En Méditerranée, les pêcheurs professionnels tentent de réinventer l’avenir
Certes, la mauvaise météo de ces dernières semaines n’est pas pour rien dans ce voile qui semble avoir embrumé les regards des marins pêcheurs. Mais si le moral des professionnels de Sanary n’est pas au beau fixe, ce n’est pas seulement la faute d’Eole ou de son vieux pote Helios. « Entre les réglementations européennes et la baisse des ressources, on n’est vraiment pas gâté, explique Cédric Bindewald, pêcheur d’oursins. La baisse des ressources ? « C’est une réalité. Depuis une poignée d’années, il y a un effondrement des stocks. La pêche industrielle est en cause, bien sûr, l’explosion de la pêche de loisir aussi. Mais il n’y a pas que ça. Les boues rouges de Gardanne ont tué la reproduction. C’est bien simple: désormais, les sardines font la taille de l’anchois ». Bref, s’il semble évident que ce n’est pas demain la veille qu’un poisson bouchera le port de Sanary, les professionnels craignent qu’un jour ne vienne où les pêcheurs euxmêmes auront disparu. «Moi, je suis là depuis 1984. Je suis fils de pêcheur, petit-fils de pêcheur. Mais je ne serais pas père de pêcheur, confesse, touchant, Jean-Paul Mazella. Je ne conseillerai à aucun de mes trois gars de se lancer. On a connu les bonnes périodes mais là, c’est fini. C’est devenu trop difficile… »

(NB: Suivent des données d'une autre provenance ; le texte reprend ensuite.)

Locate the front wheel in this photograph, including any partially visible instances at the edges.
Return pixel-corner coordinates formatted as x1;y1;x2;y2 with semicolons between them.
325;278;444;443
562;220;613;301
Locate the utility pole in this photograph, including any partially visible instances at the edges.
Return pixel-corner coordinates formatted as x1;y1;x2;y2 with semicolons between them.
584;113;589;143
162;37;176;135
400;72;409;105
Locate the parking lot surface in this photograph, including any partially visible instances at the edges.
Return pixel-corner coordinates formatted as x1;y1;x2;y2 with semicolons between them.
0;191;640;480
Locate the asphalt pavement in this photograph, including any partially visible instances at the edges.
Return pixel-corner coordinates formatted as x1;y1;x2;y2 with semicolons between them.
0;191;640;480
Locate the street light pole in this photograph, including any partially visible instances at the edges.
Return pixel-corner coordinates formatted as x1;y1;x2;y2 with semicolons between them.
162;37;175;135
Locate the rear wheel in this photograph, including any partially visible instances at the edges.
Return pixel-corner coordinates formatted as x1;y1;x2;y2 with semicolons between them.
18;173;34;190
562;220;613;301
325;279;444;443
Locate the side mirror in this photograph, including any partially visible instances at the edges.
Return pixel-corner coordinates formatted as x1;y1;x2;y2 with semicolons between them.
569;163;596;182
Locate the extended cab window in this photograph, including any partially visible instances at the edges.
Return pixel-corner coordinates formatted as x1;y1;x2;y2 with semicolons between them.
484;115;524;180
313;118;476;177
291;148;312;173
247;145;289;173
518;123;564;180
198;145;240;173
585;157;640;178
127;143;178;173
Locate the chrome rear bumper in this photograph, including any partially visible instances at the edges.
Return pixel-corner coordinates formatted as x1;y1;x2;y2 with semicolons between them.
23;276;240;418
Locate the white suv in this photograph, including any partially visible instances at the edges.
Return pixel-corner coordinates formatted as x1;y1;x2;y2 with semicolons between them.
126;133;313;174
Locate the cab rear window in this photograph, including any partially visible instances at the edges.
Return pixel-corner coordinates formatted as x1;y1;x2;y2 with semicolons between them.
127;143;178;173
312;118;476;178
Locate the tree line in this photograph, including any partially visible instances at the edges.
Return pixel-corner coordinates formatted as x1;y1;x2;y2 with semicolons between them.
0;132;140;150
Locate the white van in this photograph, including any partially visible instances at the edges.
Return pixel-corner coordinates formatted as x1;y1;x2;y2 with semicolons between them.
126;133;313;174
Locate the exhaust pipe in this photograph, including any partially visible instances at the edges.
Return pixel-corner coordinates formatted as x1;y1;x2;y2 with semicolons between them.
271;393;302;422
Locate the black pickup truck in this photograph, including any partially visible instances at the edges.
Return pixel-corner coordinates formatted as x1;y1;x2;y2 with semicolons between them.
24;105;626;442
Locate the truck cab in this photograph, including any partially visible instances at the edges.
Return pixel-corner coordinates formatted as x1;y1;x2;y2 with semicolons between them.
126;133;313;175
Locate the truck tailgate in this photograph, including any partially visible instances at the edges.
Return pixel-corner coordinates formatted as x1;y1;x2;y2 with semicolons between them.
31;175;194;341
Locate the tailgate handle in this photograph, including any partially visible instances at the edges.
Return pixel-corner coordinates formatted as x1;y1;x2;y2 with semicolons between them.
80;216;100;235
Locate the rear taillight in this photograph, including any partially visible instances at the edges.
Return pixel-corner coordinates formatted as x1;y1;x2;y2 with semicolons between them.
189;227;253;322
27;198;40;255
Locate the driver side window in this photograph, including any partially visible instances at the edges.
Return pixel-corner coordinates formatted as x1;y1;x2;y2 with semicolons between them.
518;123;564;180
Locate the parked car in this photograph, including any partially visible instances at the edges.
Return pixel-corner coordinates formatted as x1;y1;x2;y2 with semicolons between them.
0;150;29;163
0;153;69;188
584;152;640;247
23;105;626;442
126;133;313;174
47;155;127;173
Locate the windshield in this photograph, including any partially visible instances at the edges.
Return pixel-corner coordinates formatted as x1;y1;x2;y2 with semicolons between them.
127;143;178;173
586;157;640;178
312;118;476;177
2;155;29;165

« Il faut peut-être se diversifier… »
Cédric Bindewald tempère un peu le propos : « Malgré les contraintes, ça reste une passion et un métier formidable. Mais il faut se réinventer, c’est sûr. On ne peut plus juste miser sur les saisons.» Il y a quelques années, le pescatourisme avait ainsi séduit quelquesuns des pêcheurs de Sanary qui souhaitaient mettre un peu de beurre dans la bouillabaisse. Les professionnels embarquaient quelques estivants avides de flairer le gros poisson. Mais entre « les donneurs de leçons qui ne la fermaient pas » et le mutisme légendaire des marins, la cohabitation à bord n’était pas toujours idyllique… et la récolte pas forcément fructueuse. Beaucoup ont fini par renoncer. La solution pour que les petits métiers ne disparaissent pas ? « Il n’y a pas de recette miracle, poursuit Cédric Bindewald. Mais l’avenir, ça passe peut-être par le fait de se diversifier. Moi, j’embarque des touristes l’été pour de petites balades. D’autres initient à la pêche sportive ou encore fournissent en poissons des restaurateurs talentueux.» Toujours en s’adossant au marché, donc: «Évidemment. On sent d’ailleurs que les gens reviennent vers les circuits courts. Et puis, c’est un endroit superbe. » Après la mer, la deuxième maison des pêcheurs de Sanary.